Patients are given ice chips and then water if no intolerance is noted. The fluids may be administered immediately after the completion of the surgery in case if local anesthesia was applied. At times, general anesthesia may lead to nausea making the patient take a longer time before drinking fluids.  Patients may start taking solid foods once they tolerate clear liquids.

Then the patient is taken from the PACU to the outpatient or ambulatory unit for complete recovery and inpatients to their respective room. Once the patients wake up and can walk around, they are discharged from the hospital. A majority of patients will continue feeling dizzy throughout the day even after the anesthesia wears off. The patient should be accompanied by a relative or a friend if they intend to undergo the surgical operation and go home the same day.

Anesthetic administered on the spine wears off normally within several hours. After the surgical operation, patients lie flat facing upwards to reduce the chances of having a headache as a result of the anesthetic. The patient must have full sense on the numbed body part before being allowed to go home.   

The patients may need to take prescribed pain-relieving drugs for few days after the surgical procedure to reduce the pain that arise from the operation.

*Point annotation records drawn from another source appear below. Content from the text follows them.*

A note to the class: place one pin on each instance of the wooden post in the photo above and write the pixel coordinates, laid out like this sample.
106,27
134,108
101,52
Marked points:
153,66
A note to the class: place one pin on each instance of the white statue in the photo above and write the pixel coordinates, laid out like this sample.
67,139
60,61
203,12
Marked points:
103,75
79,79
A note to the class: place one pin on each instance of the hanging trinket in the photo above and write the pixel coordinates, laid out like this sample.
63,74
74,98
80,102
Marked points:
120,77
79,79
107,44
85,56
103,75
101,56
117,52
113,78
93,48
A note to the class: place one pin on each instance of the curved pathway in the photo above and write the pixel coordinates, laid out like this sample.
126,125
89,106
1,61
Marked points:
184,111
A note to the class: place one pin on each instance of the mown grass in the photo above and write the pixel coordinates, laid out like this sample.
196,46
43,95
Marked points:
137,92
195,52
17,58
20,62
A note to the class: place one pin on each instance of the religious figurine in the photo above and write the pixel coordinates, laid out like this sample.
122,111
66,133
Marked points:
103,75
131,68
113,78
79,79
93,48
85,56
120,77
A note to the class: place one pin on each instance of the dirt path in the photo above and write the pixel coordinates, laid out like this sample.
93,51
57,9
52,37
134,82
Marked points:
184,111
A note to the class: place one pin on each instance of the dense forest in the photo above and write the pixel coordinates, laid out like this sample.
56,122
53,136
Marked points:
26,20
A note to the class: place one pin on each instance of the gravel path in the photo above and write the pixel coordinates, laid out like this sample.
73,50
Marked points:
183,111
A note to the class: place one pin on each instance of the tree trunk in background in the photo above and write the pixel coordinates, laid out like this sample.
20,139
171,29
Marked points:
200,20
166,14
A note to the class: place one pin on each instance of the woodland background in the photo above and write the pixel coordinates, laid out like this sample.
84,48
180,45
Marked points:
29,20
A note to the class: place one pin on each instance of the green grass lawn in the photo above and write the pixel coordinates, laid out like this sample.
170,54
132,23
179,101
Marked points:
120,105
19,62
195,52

Apart from drugs, several other methods can be used to minimize discomfort and make the patient recover faster. The patients should not remove the bandage or dressing for some hours after getting out of the hospital. In order to clean the area and reduce the pain, the patients can take sitz bath in the evening of the operation day or the following morning. Sitz bathing should be done not less than two times a day for 10-15 minutes. Putting Epsom salts in the bath may or may not be recommended.

Many patients fear passing stool after having anal surgery since it is usually uncomfortable. Failure to defecate may make them constipated thus worsening the condition. Constipation can be prevented by eating foods with high fiber content as well as drinking approximately seven glasses of water daily.  Another option is the use of stool softeners.

The patients may bleed slightly particularly when defecating. Wiping the affected area with a wet toilet paper or baby wipes minimizes irritation and maintains cleanliness within the region. An ointment may be recommended to minimize the risk of infections as well as to help in the process of recovery. This must be applied after defecation or sitz bath, depending on the prescription.

 

Complications that Arise from Sphincterotomy

Although the chances of having surgery-related complications are low, it may occur sometimes. The most prominent problems include:

  • Excessive loss of blood
  • Inability to hold back faeces
  • Inability to pass urine
  • Infections
  • Anesthesia-related issues
  • increased vulnerability to abscess or fistula

 

Postoperative Expectations

The rectal region becomes painful especially while passing stool. Wash and dry the region after defecation to minimize the risks of developing an infection. 

Eat foods with high fiber content and drink approximately seven glasses of water daily to avoid constipation. Your physician may also ask you to use certain laxative drugs to soften the stool and avoid pain while defecating.

 

Further Treatment

A fissurectomy or anal advancement flap may be recommended if the fissure fails to heal even after having sphincterotomy.